And so on. I am sure there will be some who get involved at the plot level, but in comic books, and movies spawned by comic books, few things are ever really settled forever; the ending has to be left open for a sequel, and of course whole story lines can be negated (as happened at Marvel recently) just by explaining that impostors were at work. What matters is style, tone, and creative energy.

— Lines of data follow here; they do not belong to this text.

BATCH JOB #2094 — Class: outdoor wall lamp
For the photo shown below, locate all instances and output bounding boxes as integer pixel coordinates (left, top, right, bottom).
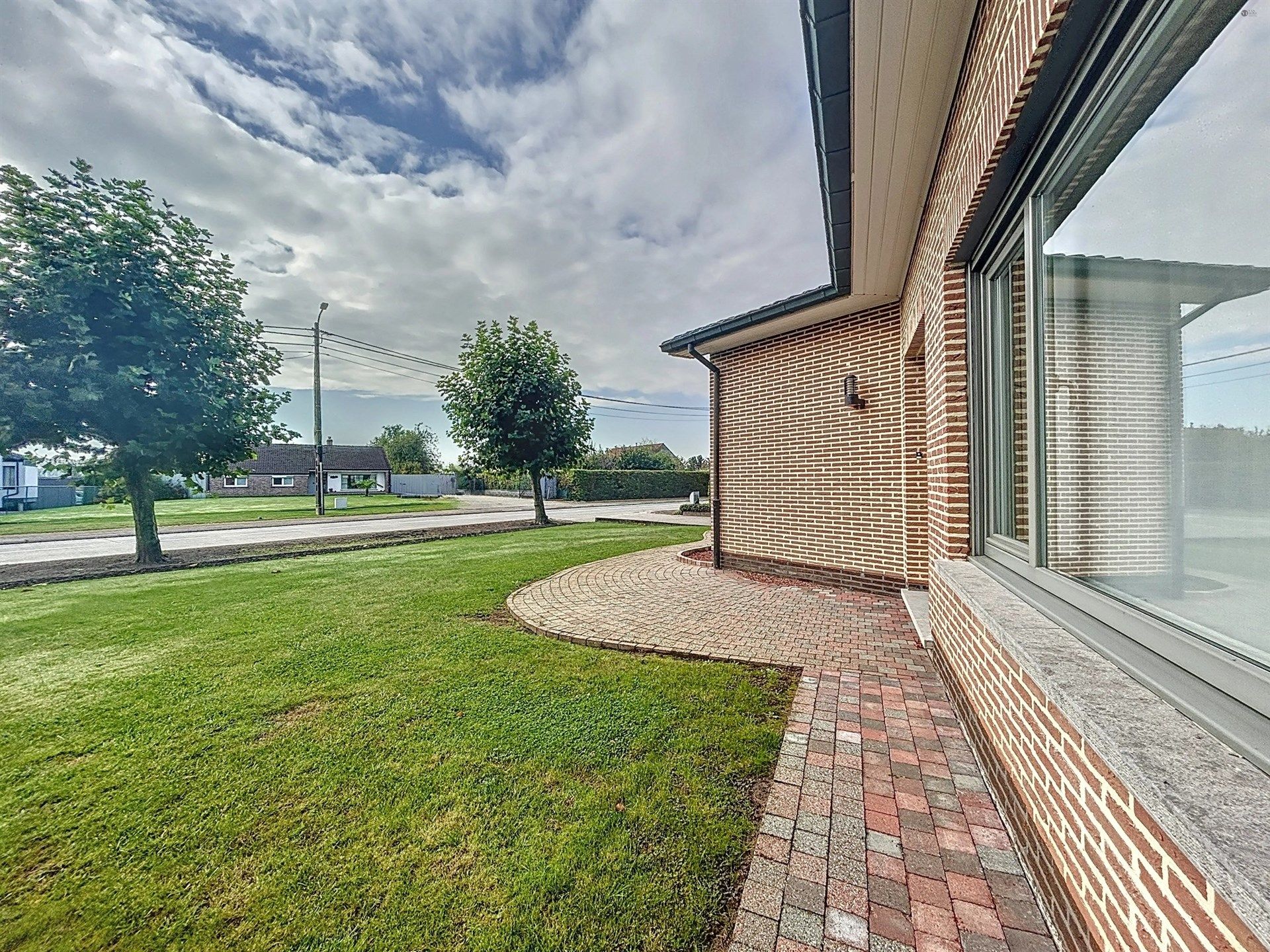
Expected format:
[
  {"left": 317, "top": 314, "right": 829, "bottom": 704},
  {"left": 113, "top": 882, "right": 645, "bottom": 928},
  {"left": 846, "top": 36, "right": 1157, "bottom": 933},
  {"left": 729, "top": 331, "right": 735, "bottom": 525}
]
[{"left": 842, "top": 373, "right": 866, "bottom": 410}]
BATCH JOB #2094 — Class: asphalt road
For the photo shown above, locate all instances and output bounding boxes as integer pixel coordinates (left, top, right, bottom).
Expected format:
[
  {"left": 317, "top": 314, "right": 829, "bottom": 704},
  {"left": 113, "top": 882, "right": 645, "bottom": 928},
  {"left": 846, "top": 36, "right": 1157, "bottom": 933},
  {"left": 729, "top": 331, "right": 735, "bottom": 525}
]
[{"left": 0, "top": 500, "right": 696, "bottom": 566}]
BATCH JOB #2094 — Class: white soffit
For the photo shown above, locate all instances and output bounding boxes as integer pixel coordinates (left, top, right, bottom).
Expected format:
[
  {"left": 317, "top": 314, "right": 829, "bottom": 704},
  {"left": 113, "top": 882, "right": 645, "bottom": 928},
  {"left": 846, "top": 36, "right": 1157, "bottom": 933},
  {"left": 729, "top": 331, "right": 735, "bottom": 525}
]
[
  {"left": 851, "top": 0, "right": 976, "bottom": 298},
  {"left": 677, "top": 294, "right": 896, "bottom": 357}
]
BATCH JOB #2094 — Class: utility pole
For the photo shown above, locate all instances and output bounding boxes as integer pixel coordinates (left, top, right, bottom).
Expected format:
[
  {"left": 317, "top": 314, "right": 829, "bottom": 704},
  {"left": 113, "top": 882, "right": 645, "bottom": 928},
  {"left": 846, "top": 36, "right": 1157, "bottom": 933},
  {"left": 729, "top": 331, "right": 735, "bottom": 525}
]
[{"left": 314, "top": 301, "right": 327, "bottom": 516}]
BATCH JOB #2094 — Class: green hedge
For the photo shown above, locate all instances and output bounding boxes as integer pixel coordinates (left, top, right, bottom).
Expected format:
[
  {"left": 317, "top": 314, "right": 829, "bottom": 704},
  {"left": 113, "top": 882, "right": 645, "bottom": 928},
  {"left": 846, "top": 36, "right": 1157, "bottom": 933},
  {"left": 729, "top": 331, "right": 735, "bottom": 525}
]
[{"left": 558, "top": 469, "right": 710, "bottom": 502}]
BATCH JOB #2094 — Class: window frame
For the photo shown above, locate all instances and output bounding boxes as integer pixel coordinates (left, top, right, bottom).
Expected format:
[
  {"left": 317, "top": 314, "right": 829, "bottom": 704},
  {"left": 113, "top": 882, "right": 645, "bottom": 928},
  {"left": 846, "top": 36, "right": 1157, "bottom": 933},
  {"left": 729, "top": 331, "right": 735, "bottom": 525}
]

“Spawn” is the work of some of the most inventive artists now working in the area of digital effects. Its first-time director, Mark Dippe, worked on the dinosaurs of “Jurassic Park” and the shape-shifting villain of “Terminator 2: Judgment Day.” The visual effects coordinator is Steve “Spaz” Williams, once a resident genius at Industrial Light and Magic. They’ve gathered an expert creative team, and what they put on the screen are vivid, bizarre, intense images–including visions of hell that are worthy of Hieronymous Bosch.
Spawn himself is an extraordinary superhero, with smoking green eyeballs and two looks–scarred skin, or a uniform that makes Batman look underdressed. Clown is a shape-shifter who can impersonate almost anyone else in the movie; Leguizamo’s features are buried in fat makeup and then transplanted by animation onto a grotesque clown’s body. There is a dragonlike thing, the beast of hell, that is all tooth and eyeball and disgusting coiling tongue (an “overgrown gekko,” it’s called). And there are vast vistas of the expanse of hell, with countless souls writhing on clouds of flame, tortured by the very anonymity of their suffering.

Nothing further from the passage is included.